Saturday, February 13, 2016

IMPLEMENTING STRATEGIC HRM

The implementation of strategic HRM is carried out within the framework of the approaches described above. The overarching imperative will be to achieve human resource advantage. Ahigh-performance approach will emphasize the importance of creating and maintaining a performance culture, and both high-commitment and high-involvement management will contribute to the development of a committed and engaged workforce. Strategic HRM involves the formulation and implementation of specific strategies in each area of HRM as described in the next two chapters.


HR STRATEGIES DEFINED


HR strategies set out what the organization intends to do about the different aspects of its human resource management policies and practices. They will be integrated with the business strategy and each other. HR strategies are described by Dyer and Reeves (1995) as ‘internally consistent bundles of human resource practices’, and in the words of Boxall (1996), they provide ‘a framework of critical ends and means’. Richardson and Thompson (1999) suggest that:

A strategy, whether it is an HR strategy or any other kind of management strategy must have two key elements: there must be strategic objectives (ie things the strategy is supposed to achieve), and there must be a plan of action (ie the means by which it is proposed that the objectives will be met.


PURPOSE

The purpose of HR strategies is to guide HRM development and implementation programmes.

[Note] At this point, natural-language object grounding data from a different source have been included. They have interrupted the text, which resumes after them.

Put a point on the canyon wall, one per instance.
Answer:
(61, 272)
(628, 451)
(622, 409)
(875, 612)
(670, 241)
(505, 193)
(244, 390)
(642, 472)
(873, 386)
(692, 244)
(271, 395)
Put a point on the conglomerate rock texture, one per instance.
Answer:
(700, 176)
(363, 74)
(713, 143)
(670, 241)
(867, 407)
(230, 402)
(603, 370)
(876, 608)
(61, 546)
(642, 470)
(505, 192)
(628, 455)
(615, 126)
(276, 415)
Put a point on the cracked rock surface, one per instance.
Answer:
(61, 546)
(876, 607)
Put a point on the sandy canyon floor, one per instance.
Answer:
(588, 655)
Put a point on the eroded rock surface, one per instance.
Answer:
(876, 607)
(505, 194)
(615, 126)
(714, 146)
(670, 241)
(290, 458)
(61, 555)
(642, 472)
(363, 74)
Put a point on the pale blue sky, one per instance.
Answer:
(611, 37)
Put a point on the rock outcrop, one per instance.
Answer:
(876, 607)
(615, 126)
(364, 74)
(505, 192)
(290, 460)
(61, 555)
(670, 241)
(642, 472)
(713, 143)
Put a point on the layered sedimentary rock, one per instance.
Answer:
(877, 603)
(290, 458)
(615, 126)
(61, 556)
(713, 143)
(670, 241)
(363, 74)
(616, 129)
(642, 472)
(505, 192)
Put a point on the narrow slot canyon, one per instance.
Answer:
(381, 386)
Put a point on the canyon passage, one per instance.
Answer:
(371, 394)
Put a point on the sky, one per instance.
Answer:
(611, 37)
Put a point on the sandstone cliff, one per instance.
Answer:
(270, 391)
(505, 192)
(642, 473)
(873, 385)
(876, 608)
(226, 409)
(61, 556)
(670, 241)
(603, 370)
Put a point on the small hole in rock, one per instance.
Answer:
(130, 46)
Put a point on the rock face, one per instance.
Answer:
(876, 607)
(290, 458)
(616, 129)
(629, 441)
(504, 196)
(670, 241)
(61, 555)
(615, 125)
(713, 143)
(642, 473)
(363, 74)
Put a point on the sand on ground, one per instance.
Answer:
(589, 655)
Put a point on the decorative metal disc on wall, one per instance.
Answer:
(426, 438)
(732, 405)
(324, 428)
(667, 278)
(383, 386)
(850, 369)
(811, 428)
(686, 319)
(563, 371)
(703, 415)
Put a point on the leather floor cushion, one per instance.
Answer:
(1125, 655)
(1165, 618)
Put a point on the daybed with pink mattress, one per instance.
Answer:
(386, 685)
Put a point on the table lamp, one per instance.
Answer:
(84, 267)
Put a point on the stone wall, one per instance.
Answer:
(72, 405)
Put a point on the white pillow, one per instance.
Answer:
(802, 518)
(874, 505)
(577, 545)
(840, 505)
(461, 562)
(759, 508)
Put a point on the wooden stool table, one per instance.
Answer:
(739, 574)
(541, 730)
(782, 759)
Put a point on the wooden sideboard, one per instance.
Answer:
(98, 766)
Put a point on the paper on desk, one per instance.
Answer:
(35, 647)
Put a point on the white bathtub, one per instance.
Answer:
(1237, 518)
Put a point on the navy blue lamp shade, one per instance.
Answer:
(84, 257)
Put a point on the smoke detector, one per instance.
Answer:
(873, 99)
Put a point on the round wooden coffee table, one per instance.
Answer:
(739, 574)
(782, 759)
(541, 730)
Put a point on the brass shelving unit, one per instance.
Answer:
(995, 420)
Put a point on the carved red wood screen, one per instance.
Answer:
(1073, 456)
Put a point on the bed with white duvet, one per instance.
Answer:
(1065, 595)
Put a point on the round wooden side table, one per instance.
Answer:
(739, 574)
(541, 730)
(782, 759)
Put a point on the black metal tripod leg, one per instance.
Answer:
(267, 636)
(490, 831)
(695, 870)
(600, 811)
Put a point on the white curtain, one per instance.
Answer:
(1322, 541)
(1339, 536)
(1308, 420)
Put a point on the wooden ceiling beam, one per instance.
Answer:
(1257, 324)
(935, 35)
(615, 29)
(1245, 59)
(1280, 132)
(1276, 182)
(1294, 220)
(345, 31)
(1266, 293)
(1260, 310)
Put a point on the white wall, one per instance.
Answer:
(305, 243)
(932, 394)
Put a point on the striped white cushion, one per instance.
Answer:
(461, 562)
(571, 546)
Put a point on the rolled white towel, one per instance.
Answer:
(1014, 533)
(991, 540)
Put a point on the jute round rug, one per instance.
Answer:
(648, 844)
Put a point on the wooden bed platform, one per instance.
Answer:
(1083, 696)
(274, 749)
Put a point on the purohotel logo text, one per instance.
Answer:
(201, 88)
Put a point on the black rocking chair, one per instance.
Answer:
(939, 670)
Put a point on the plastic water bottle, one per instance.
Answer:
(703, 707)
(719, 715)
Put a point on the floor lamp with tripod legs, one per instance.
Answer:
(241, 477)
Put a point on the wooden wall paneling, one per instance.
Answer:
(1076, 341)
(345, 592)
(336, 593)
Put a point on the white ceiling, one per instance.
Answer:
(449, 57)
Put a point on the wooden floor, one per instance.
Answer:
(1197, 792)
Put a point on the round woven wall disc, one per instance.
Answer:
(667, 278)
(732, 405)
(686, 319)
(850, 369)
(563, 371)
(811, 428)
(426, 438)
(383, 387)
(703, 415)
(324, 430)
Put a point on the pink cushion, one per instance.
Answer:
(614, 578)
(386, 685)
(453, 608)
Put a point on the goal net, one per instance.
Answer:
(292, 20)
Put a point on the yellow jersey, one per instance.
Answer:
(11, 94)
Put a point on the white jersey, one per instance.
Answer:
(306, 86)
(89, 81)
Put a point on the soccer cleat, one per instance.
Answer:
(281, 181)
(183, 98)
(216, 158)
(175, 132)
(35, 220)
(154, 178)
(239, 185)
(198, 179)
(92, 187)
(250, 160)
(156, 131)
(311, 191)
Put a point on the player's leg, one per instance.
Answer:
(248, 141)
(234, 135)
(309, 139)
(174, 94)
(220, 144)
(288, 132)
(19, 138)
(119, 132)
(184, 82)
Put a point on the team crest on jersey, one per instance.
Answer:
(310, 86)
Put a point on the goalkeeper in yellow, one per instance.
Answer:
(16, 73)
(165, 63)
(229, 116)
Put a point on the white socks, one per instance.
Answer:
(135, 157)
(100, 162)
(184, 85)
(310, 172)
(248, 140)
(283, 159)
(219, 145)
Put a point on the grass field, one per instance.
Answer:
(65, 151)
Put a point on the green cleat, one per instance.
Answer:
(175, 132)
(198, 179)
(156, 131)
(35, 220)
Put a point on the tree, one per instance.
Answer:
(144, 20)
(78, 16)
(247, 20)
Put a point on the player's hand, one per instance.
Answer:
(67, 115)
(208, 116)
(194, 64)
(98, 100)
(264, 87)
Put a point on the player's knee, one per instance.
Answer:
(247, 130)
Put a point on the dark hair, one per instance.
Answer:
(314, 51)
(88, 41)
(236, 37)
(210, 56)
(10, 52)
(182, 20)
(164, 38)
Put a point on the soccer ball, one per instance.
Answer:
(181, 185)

They provide a means of communicating to all concerned the intentions of the organization about how its human resources will be managed. They provide the basis for strategic plans and enable the organization to measure progress and evaluate outcomes against objectives. HR strategies provide visions for the future but they are also vehicles that define the actions required and how the vision should be realized. As Gratton (2000) commented: ‘There is no great strategy, only great execution.’